Tidak hanya berhenti sampai disitu perbuatan yang menodai kehormatan dan kredibilitas pemegang hak perwakilan rakyat berlanjut dengan adanya suatu perbuatan yang layak untuk dipandang sebagai tindakan kekerasan psikis.
Tindakan terhadap demonstran yang dilakukan oleh Ketua DPRD Provinsi Jambi beberapa hari yang lalu, membuat lembaga negara tersebut tidak akan pernah lepas dari hantaman badai Etika dan Moralitas yang menimbulan penilaian miring atau preseden jelek atau penilaian jelek (Negative Thinking), terhadap anggota perwakilan rakyat.
Sepertinya badai tersebut merupakan suatu isyarat dari Tuhan Yang Maha Esa yang berguna untuk memberikan petunjuk kepada masyarakat awam ataupun bagi kalangan umum yang bisa berpikir bahwa terdapat sesuatu yang salah ataupun keliru dalam pendelegasian kekuasaan melalui pesta demokrasi atau pada proses pemilihan umum.
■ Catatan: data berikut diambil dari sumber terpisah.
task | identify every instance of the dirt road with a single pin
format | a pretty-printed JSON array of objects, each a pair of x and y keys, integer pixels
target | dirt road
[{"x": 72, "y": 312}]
Secara normative berlaku kaidah bahwa kwalitas pemimpin cerminan kwalitas rakyatnya, yang dapat diartikan bahwa prilaku masyarakat telah salah memilih dan dilakukan dengan cara yang salah, atau adanya sesuatu isyarat dari alam yang memberi petunjuk bahwa benar-benar telah terjadi politik transaksional atau jual beli suara dimana penentuan pilihan lebih disebabkan dengan motivasi materialistis, memilih siapa yang bayar bukan siapa yang benar.
Kekeliruan pandangan politik yang menghasilkan suatu keadaan dengan melahirkan pasangan duet Manusia Gagal dengan Manusia Karbitan yang menguasai dan/atau memiliki kesempatan menghancurkan integritas dan akuntabilitas serta kredibilitas lembaga tempat berkumpulnya suara rakyat yang pada kenyataannya berisikan segelintir bajingan birokrasi atau sekelompok manusia yang tidak memiliki etika atau dengan kwalitas moralitas rendahan.